Patients who followed the program for 24 weeks lost an average of 2.7 kg and saw their HbA1c drop by 0.8 percent compared to baseline (P<0.001).>
Patients who followed the program for 24 weeks lost an average of 2.7 kg and saw their HbA1c drop by 0.8 percent compared to baseline (P<0.001).>
Such were the benefits of the intervention that 15 of the 100 type 2 diabetics who followed it had had their diabetes medication dosages reduced by the end of the trial, while a further seven stopped taking them altogether.
The results of the study, led by Dr. Jianqin Sun of Fudan University, Shanghai, were announced at a recent Singapore press conference and published in the Asia Pacific Journal of Clinical Nutrition. [2008; 17(3):514-24]
The intervention program included diabetes education, nutritional counseling, meal replacement with dietary supplements, and weekly progress reports with a physician and a dietician. It was compared in a randomized prospective trial against a simpler intervention comprising only education on diet and physical activity. Fifty patients were included in this reference group.

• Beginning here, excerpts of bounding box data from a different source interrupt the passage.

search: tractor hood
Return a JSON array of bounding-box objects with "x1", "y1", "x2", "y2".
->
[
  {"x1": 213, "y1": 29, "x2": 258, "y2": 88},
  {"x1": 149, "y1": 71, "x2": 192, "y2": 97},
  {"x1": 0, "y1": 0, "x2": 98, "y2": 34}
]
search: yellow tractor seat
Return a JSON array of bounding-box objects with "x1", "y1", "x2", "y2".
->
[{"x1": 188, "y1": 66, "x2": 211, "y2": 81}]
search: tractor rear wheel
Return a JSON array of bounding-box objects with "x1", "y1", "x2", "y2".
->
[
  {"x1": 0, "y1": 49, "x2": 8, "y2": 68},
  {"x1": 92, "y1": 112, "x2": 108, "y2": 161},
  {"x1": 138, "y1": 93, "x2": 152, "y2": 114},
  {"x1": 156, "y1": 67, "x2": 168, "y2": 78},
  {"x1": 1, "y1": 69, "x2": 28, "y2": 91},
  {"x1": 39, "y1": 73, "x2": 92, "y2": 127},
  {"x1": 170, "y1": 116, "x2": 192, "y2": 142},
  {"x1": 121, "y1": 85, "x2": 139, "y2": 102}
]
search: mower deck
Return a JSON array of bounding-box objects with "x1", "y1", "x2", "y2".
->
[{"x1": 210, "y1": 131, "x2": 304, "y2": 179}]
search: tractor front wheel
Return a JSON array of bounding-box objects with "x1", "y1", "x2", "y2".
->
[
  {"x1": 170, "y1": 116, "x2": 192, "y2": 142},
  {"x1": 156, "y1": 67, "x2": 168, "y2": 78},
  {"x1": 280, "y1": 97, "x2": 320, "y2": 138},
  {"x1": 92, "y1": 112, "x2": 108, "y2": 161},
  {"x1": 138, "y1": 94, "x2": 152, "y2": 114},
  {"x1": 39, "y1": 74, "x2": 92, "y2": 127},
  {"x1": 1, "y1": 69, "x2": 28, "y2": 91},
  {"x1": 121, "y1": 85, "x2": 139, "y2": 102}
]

Professor William Garvey, a US diabetes expert who commented on the study, described the reduction in HbA1c as “very impressive” given that the intervention patients were already well-controlled, with an average HbA1c of 7.1 percent at baseline. He also noted that the potential to reduce or stop medications provides a good incentive for diabetic patients to lose weight, but stressed that these adjustments should only be made following proper consultation with a physician.
Dr. Kevin Tan, vice-president of the Diabetic Society of Singapore, said that the study demonstrates the viability of meal supplements as a therapy for diabetes, adding that this option should be explored for all patients who are overweight.
“Meal supplements or replacements have not been talked about much so a lot of doctors don’t think about them, but they do play a part in diabetes management in terms of helping to reduce calorie intake and helping patients to lose weight. If GPs realize that this can be part of their usual holistic diabetes care, along with the medications, exercise and weight control, then I think it will help to improve sugar control in their diabetic patients,” he said.
Participants in the study were all type 2 diabetics aged 18 to 70 with a BMI of 23 kg/m2 or above. The lifestyle intervention also significantly improved blood pressure (BP), with patients in this group recording average reductions of 7.5 mmHg for systolic BP and 3.4 mmHg for diastolic BP, at 24 weeks as compared to baseline. These reductions were significantly greater for the intervention group compared to the reference group.
The waist-to-hip ratio was also reduced among patients in the intervention group compared to those in the reference group.
“Dietary supplements are not the magic answer for everybody but they can be helpful in many patients,” said Garvey, who is based at the University of Alabama at Birmingham, US.
“If you have a patient who needs to lose weight and you feel that they need more structure in terms of their dietary plan – less guesswork and more clear-cut guidance in terms of what the diet will be from day to day – a meal replacement is a really good tool to use,” he said.
Garvey acknowledged that the short duration of the trial makes it hard to assess the long-term sustainability of the intervention, but added that the structured nature of the program teaches important behavioral modification skills which continue to be applicable beyond the trial setting.
The burden of type 2 diabetes in China is increasing rapidly, according to the study authors, who note that the prevalence among large city residents rose from 4.6 percent in 1995 to 6.4 percent in 2002. In Singapore the burden could be even higher, with data from the 2004 National Health Survey suggesting a diabetes prevalence of 8.2 percent among residents aged 18 to 69.
The trial by Sun et al. was funded by Abbott Laboratories, which manufactures the dietary supplement used in the study.